If you’re familiar with Gary Klein’s work, you likely know that he has written a thing or two about mindsets – what they are, the advantages and disadvantages of mindsets, and how we can work to shift them. In his latest Psychology Today blog, Gary introduces a different kind of mindset that can be effective in a variety of stressful and frustrating situations and environments – the comedy mindset.
Mindsets help us make sense of situations and in turn, can help guide our responses to those situations. Carol Dweck, a pioneer in the mindset research, paved the way by introducing two pivotal mindsets – fixed and growth. Dweck’s focus was on exploring the way people view their abilities. If you adopt a fixed mindset, you might think that your intelligence is something you were born with and that when you fail at something, it’s because you just aren’t good at that thing, whatever it may be. On the other hand, if you adopt a growth mindset, you might view your intelligence as something you can improve over time with hard work and determination. Failing at a given task doesn’t represent the limitations of your own intelligence and abilities, it represents an opportunity for growth. You view your failures as a challenge to do better, not a line in the sand demonstrating where your intelligence and abilities end.

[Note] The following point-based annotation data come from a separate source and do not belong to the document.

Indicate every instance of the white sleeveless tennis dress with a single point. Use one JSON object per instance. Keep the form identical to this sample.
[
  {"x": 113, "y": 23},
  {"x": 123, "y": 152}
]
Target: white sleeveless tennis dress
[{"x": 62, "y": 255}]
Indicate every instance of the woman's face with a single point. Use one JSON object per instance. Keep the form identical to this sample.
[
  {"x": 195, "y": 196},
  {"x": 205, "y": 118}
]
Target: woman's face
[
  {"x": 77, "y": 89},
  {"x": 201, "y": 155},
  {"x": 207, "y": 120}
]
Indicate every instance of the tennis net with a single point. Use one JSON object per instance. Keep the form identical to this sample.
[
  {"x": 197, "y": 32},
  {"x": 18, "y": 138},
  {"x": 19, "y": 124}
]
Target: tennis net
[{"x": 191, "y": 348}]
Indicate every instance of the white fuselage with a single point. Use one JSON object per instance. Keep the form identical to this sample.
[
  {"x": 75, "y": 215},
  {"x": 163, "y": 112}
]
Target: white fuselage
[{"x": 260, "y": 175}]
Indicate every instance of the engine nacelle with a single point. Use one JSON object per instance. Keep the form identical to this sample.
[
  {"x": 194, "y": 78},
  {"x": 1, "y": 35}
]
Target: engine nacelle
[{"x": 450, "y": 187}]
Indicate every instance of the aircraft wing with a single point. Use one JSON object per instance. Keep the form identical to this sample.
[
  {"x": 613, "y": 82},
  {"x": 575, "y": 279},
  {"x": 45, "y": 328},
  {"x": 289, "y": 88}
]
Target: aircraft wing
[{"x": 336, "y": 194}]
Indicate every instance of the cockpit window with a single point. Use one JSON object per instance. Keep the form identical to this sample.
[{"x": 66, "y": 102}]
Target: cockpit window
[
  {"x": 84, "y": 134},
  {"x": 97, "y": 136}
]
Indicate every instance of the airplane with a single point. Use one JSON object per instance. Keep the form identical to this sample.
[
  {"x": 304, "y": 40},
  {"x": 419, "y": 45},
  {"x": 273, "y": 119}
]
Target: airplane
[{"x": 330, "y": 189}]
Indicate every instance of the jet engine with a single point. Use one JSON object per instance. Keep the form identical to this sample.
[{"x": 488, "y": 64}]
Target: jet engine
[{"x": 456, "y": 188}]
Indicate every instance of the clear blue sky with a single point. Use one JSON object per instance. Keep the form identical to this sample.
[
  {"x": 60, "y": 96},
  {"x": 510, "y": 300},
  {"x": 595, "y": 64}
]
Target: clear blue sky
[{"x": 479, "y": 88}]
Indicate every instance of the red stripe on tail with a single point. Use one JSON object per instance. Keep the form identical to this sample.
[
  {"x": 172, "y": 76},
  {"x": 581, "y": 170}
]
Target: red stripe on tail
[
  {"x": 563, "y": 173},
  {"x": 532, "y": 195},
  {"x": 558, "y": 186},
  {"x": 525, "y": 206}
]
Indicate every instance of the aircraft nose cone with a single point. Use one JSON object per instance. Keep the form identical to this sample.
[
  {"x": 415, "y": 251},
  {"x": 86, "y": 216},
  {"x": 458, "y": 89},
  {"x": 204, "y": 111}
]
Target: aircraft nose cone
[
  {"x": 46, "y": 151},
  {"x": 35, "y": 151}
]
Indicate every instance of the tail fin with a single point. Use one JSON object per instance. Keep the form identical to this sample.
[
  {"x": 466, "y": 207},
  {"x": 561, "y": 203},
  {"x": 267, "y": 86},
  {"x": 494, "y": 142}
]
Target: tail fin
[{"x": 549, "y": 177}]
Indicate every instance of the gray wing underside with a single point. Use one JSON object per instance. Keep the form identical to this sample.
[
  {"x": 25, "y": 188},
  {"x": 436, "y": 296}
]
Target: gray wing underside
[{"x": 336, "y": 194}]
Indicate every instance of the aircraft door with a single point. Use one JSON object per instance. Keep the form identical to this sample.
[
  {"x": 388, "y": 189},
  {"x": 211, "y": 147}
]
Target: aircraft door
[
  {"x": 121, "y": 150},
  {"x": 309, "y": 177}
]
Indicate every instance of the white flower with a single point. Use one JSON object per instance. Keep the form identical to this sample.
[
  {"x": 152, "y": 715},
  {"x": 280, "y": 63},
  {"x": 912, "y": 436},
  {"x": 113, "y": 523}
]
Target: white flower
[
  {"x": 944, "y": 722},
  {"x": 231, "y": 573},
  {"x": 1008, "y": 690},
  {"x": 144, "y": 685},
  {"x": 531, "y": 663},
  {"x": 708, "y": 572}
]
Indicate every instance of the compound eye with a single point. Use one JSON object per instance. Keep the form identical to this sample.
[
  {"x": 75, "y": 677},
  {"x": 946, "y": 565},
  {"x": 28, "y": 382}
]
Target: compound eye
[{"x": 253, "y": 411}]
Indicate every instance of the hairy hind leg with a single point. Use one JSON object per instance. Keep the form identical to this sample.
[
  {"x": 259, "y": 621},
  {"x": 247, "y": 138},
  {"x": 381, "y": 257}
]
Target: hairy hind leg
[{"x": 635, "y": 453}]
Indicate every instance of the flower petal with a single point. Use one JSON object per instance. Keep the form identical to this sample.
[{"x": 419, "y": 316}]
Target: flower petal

The comedy mindset is the newest addition to Gary’s work which has previously yielded the discovery of four different mindsets. Gary’s 2016 Psychology Today blog titled, Mindsets, outlines the four mindsets uncovered across a variety of domains: 1) a preoccupation with failure versus an eagerness for discoveries, 2) a desire to build trust, 3) seeking voluntary cooperation, and 4) investigator versus procedural mindset. Although the comedy mindset can be a helpful tool in allowing us to appreciate difficult and frustrating situations, it might not be appropriate for every situation. Part of the expertise in employing a comedy mindset is knowing when it is and isn’t an effective tool for a given situation.